Pinecoffin, a civil servant, had sold a horse to Nafferton, which turned out to be badly behaved, a very poor bargain. Nafferton gets his revenge by bombarding Pinecoffin for information about pigs, giving him an interrninable amount of work, and making him a laughing stock among his colleagues.

‘You hit hard … His own people think he’s mad.’

‘You don’t say so ? I’ll show you some of his letters tonight at dinner.


This is from “The Village that voted the Earth was Flat” in A Diversity of Creatures.

Sir Thomas Ingell, an MP and local magistrate, has had up a group of motorists for speeding, fined them, and – what was worse – ridiculed them in court. They take their revenge my making him amd his village a national laughing stock. When Sir Thomas, in a fury, assaults one of them, they sue him, and then publicly withdraw the charge, implying that Sir Thomas is unhinged.

‘…Look at her from here and tell us how many spots you count now’.

‘None … They’re all gone. My God ! Everything’s gone !’.

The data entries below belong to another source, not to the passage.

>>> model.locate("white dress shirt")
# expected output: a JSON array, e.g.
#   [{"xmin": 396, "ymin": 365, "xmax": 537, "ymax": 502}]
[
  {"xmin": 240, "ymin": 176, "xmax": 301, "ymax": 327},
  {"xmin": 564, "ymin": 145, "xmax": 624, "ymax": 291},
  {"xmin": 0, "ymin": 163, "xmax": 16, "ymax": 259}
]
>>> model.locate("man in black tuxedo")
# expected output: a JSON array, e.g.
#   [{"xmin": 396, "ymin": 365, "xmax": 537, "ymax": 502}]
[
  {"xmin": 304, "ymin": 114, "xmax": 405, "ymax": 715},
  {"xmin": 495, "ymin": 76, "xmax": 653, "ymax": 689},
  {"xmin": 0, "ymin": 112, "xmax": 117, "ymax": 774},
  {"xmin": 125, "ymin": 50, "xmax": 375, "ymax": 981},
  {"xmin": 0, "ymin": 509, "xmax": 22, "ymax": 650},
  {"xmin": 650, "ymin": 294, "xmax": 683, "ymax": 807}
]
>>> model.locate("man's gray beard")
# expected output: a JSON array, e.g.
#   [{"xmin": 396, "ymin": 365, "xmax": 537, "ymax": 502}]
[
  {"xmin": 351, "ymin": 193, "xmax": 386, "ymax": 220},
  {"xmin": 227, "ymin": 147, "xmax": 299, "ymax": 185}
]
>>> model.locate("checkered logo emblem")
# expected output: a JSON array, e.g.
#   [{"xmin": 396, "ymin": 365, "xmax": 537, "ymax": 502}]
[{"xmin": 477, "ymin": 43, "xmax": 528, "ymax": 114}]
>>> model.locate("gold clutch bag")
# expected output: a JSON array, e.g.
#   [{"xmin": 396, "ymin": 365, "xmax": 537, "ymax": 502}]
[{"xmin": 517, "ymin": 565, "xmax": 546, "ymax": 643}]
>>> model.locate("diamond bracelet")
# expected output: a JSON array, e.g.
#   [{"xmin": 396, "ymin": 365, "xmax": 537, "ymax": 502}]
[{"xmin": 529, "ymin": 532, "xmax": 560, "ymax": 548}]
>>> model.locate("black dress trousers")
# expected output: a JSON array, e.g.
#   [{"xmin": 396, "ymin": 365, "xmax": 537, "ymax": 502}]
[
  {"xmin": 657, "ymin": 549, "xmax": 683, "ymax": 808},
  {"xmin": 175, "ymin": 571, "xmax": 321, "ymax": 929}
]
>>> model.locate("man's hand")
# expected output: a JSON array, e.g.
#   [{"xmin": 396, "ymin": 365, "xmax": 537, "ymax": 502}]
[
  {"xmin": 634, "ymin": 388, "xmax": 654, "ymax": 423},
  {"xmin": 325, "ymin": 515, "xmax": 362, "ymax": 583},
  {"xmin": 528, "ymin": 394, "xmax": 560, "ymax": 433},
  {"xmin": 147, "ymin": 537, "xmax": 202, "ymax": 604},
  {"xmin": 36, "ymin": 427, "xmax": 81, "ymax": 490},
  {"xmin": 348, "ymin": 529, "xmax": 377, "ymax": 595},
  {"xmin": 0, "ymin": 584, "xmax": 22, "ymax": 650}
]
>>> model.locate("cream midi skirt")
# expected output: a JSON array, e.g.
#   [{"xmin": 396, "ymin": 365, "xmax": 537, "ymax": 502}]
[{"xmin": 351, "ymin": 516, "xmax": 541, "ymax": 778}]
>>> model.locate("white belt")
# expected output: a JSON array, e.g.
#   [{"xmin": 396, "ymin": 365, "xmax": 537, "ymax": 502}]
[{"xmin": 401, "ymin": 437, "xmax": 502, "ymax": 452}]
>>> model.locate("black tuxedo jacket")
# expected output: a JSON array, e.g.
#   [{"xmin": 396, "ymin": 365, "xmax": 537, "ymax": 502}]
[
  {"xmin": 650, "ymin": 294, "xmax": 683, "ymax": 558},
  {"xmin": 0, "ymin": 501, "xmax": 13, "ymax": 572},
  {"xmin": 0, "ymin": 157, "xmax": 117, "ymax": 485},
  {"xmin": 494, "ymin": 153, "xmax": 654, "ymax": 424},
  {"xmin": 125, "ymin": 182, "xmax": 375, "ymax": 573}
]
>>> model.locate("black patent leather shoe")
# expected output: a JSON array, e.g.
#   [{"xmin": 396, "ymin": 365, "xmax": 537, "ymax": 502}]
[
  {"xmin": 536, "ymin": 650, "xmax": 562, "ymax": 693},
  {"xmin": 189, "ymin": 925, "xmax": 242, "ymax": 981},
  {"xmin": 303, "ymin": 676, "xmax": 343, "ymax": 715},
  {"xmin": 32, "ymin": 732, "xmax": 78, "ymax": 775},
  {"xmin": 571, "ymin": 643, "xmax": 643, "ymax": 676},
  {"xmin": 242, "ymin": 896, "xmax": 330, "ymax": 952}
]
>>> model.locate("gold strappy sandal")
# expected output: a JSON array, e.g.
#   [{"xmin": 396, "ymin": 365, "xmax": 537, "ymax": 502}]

‘Quite right … here’s .. your own kind Dr Frole to see you safe home.’


This is from “Beauty Spots” in Limits and Renewals.

A wealthy father and son, the Gravells, have settled in the country, seeking peace after testing times in the war. An unpleasant neighbour, a Major, makes it his business to harry them, spread false rumours about them, and generally make a nuisance of himself. They get their revenge by painting their giant pig in lurid colours, letting him see it, and swiftly washing it white again. When he brings other neighbours to see the latest outrage committed by the Gravells, there is no sign of any lurid colours, and everyone thinks the Major mad.